Kylie, my DS is like Strawberry, in mourning there are no more presents.  His birthday was just before Xmas and as we went to visit family last weekend it has been a long procession of gifts for him.  Unfortunately he did get a bit concerned at the idea of Santa coming into his bedroom and waking him up and insisted that Daddy phone Santa to arrange to leave his presents downstairs    We bought him a large wooden train set as his main Xmas present and set it up in the lounge on Xmas Eve.  The expression on his face was priceless on Xmas morning.  

So hope that more people get to experience this next year.

love
Cindy


----------



## LB

Hi everyone

we had a quiet but relaxing Christmas.
I was pleased to be well again as from early December i started with sore throat then flu then just got rid of that and ended up with gastric flu which was horrendous and of course i kindly passed it on to dh - well we have to share 

but roll on 2007 and let's hope for lots more happy news on this thread and this site

best wishes to all
and a Happy New Year


LB
X


----------



## TraceyH

Hi All

Hope you all had a good Christmas.  The stories about Santa's visits really made me chuckle.

Our Matching Panel is a week today.  We then have an Information Sharing meeting planned for 8th Jan and will start our introductions on 10th Jan.  The 9th Jan is my last day at work, it seems really strange to think that I will be away for 6 months, but I would not swap it for the world (I am then going to work part-time).  This week we have decorated little one's room, put the cot up and DH has been to the Next sale and bagged some real bargins and none of it needs to go back!  I have also just received an e-mail to say that my Mama and Papas order has been dispatched.

Tomorrow we meeting friends in London.  DH is hoping to find time to go to Hamleys but I think we will have to save that for next time.

Wishing everyone a very Happy New Year.

Tracey x


----------



## naoise

Hi everyone

It is lovely to read everybodys Xmas stories, won't be long to the New Year and new families for some of us I hope.

Cindy I too will be on the diet plan after I have eaten everything in sight.

Tracey exciting times for you ahead I hope all goes well.

LB sorry to hear that you have been poorly, hope you are all better soon.

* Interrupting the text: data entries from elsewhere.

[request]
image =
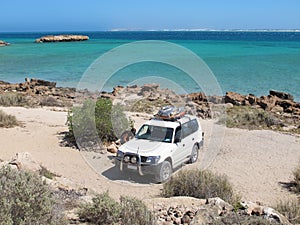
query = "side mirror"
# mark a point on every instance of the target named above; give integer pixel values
(177, 140)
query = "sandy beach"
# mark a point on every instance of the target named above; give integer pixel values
(256, 162)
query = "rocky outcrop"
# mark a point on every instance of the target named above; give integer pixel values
(62, 38)
(45, 93)
(277, 102)
(3, 43)
(188, 210)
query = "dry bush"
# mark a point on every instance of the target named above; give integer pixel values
(290, 209)
(105, 210)
(25, 199)
(7, 121)
(13, 99)
(296, 174)
(199, 184)
(134, 212)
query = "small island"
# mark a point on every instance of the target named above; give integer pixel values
(62, 38)
(3, 43)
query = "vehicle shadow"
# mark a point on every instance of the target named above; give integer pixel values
(115, 174)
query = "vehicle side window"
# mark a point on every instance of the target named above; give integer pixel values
(189, 128)
(178, 132)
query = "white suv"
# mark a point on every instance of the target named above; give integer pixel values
(160, 146)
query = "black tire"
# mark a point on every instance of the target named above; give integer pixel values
(195, 154)
(165, 172)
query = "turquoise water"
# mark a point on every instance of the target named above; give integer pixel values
(245, 62)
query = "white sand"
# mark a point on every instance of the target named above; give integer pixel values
(255, 161)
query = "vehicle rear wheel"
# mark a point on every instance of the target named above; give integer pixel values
(165, 172)
(194, 154)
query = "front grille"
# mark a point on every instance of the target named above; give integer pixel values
(131, 158)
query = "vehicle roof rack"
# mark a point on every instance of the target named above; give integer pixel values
(170, 113)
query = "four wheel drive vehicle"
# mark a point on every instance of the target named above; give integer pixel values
(160, 146)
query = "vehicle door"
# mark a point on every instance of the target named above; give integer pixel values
(188, 138)
(178, 153)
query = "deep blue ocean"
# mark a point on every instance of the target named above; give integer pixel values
(245, 62)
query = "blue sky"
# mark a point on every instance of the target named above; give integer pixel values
(94, 15)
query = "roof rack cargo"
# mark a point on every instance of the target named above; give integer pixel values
(170, 113)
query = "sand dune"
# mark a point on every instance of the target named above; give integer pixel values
(255, 161)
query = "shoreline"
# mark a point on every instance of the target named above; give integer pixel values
(257, 162)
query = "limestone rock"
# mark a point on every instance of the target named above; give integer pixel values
(234, 98)
(282, 95)
(62, 38)
(24, 160)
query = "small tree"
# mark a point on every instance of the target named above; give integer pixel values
(98, 119)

Jennifer I hope you hear some good news in the next few weeks.

Our sw called with us on Wednesday to discuss the girls she hadn't a lot more info, they are all in separate foster homes which we felt really sad about as they have never lived together. So if they come to live with us they will do it one at a time but she isn't sure who would come first. Our profiles have been sent with two other couple for matching so we will just have to wait and see if we are picked. I don't know how I will feel if we aren't picked.  The info that we did get has made us feel that we are soo excited about it, we will have to go back to panel and be passed for three instead of two, but hopefully that won't hold things up for us.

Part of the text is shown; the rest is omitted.